Ils étaient plus d’une vingtaine à prendre part à un débat organisé à Nyanza-Lac du 29 au 30 août par l’ONG La Benevolencija pour définir des stratégies de communication sur le traitement de l’histoire douloureuse du Burundi. C’est notamment la production de l’information sur le processus en rapport avec les mécanismes de justice transitionnelle et sur le passé conflictuel.
Plusieurs experts dont des juristes, des historiens, des psychologues et sociologues ainsi que des délégués de plusieurs organes comme le Conseil national de la communication (CNC) et la Commission nationale indépendante des droits de l’Homme (CNIDH) qui suivent de près le travail des médias, ont pris part à ce débat.
Selon Fr. Emmanuel Ntakarutimana, président du CNIDH, il faut que les Burundais puissent modeler avec sagesse la gestion des mémoires blessées pour refonder de bonnes relations sociales en articulant le couple « vérité » et « justice » pour le bénéfice de la réconciliation. D’après lui, il faut « développer notre mémoire comme un souvenir stratégique à cet effet pour que nos enfants, nos petits enfants et nos arrière-petits-enfants vivent ensemble dans la paix. »
Car « les conflits qui jalonnent l’histoire récente de notre pays ont été d’une profondeur inouïe. Le processus de paix devra en prendre la mesure pour enraciner la renaissance nationale sur un socle de fond. Notre mémoire devra être stratégique. Les blessures et les humiliations du passé ont un long impact sur la mémoire des populations », fait-t-il savoir.

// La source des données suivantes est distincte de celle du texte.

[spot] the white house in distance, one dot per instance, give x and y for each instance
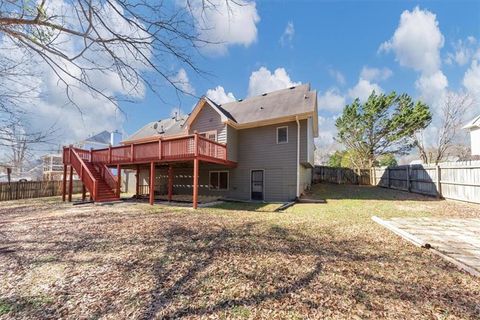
(474, 127)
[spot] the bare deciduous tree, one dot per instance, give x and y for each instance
(80, 40)
(451, 119)
(18, 144)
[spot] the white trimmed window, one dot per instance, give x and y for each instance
(282, 135)
(218, 180)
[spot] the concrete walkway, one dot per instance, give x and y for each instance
(456, 238)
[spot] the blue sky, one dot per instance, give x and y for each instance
(328, 45)
(344, 49)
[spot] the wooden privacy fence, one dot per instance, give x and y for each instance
(34, 189)
(342, 175)
(450, 180)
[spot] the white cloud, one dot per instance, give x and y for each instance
(375, 74)
(181, 81)
(331, 101)
(432, 88)
(471, 79)
(262, 81)
(363, 89)
(337, 75)
(48, 104)
(288, 34)
(219, 95)
(464, 51)
(417, 41)
(176, 111)
(223, 23)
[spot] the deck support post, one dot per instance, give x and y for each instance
(119, 179)
(170, 182)
(137, 183)
(70, 185)
(84, 192)
(152, 182)
(64, 183)
(195, 182)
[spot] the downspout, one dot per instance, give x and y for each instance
(298, 157)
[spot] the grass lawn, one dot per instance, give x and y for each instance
(132, 260)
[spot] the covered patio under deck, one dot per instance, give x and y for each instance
(169, 153)
(172, 181)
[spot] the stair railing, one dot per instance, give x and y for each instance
(84, 173)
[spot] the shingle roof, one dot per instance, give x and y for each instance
(273, 105)
(475, 123)
(163, 127)
(277, 104)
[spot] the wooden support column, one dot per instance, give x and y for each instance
(84, 192)
(70, 185)
(195, 172)
(64, 183)
(195, 182)
(119, 179)
(152, 182)
(170, 182)
(137, 183)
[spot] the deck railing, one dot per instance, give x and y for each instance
(77, 160)
(174, 149)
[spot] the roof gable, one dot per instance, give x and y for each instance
(282, 103)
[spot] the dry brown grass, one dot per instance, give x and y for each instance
(313, 261)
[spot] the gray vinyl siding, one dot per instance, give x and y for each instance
(303, 141)
(208, 120)
(258, 149)
(232, 146)
(310, 142)
(254, 148)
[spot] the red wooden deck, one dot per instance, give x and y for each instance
(92, 165)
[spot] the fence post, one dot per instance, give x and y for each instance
(439, 183)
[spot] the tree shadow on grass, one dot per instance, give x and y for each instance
(363, 192)
(204, 260)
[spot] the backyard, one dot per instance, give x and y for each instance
(132, 260)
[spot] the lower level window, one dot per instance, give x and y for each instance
(218, 180)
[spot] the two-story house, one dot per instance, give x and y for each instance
(260, 148)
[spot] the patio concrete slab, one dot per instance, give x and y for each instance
(457, 238)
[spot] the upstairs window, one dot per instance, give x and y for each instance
(212, 135)
(218, 180)
(282, 135)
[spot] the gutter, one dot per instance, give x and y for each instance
(298, 157)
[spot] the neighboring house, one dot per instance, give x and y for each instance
(101, 140)
(260, 148)
(474, 128)
(52, 166)
(53, 163)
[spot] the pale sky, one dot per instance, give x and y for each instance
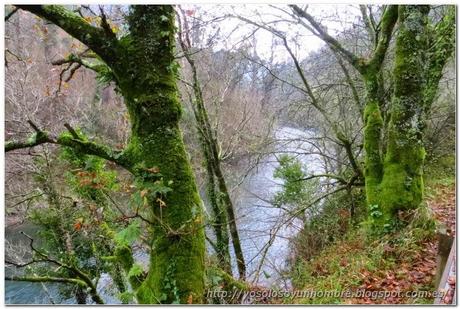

Pour Fr. Emmanuel Ntakarutimana, les conflits armés, les dictatures, les désastres humains et les violations massives des droits humains ont un long impact sur les archives mentales des populations. « C’est ainsi qu’ils peuvent même conduire au cercle vicieux de la violence. Les bourreaux d’hier peuvent avoir été des victimes d’avant-hier. Les bourreaux d’aujourd’hui peuvent avoir été des victimes d’hier», avertit le président de la CNIDH. Il invite les Burundais à se décider afin de casser le cercle vicieux de l’engrenage de violence.
Selon Johan Deflander, représentant de l’ONG La Benevolencija, communiquer sur le passé est incontournable et c’est même un devoir important. Au cours des échanges, les juristes et les communicateurs conviés à ce débat pour arrêter des stratégies pour le traitement du passé par les médias, ont proposé aux journalistes appelés à effectuer ce travail de se spécialiser afin d’avoir des notions substantielles en matière de droit et de justice transitionnelle. Il leur a été recommandé de renforcer leurs capacités en investigation, en analyse et surtout il leur a été demandé de revisiter l’éthique et la déontologie de leur métier pour connaître leurs droits et leurs devoirs. Les journalistes intéressés par le traitement du passé ont été appelés à avoir des notions sur les droits des accusés, des victimes et à acquérir des connaissances sur les instruments juridiques nationaux et internationaux.
Les psychologues ont insisté sur la responsabilité des journalistes dans la livraison de l’information. « Il faut éviter de culpabiliser, de traumatiser ou de »victimiser’’ de nouveau les personnes éprouvées. Il faut se garder de tenir des propos pouvant attiser la haine ».
Les historiens ont recommandés aux journalistes intéressés par le traitement du passé de s’imprégner de la rigueur dans le choix des sources, de la documentation, des témoins et pouvoir combiner mémoires individuelles et récits d’historiens avec tact tout en séparant les faits et les opinions.
Pour accompagner les producteurs d’articles, d’émissions ou de documentaires sur le passé, les régulateurs des médias demandent qu’il y ait une sorte de code de conduite et que la sécurité des journalistes, des victimes et des auteurs présumés soit garantie : « Il faut pour cela réunir tous les partenaires pour harmoniser les points de vue sur la vérité recherchée et la réconciliation voulue », notent-ils.
Malheureusement, beaucoup de journalistes ne sont pas suffisamment instruits pour saisir tous ces conseils très utiles. Et la sagesse ? Très peu en ont. Qui va canaliser et encadrer ces « self-made » ? Avec la CVR, les élections 2015, je pense que la tâche du CNC sera plus difficile qu’avant.
Il ne faut pas chercher à réinventer la roue… La pauvreté et même la guerre ne sont pas des fatailtés. A ce juste titre, certainement qu’on ne peut pas copier les autres, mais l’expérience des autres pays dont certains qui ont été les plus dévasté par la guerre sont aujourd’hui parmi les plus avancés peut nous inspirer à maints égards.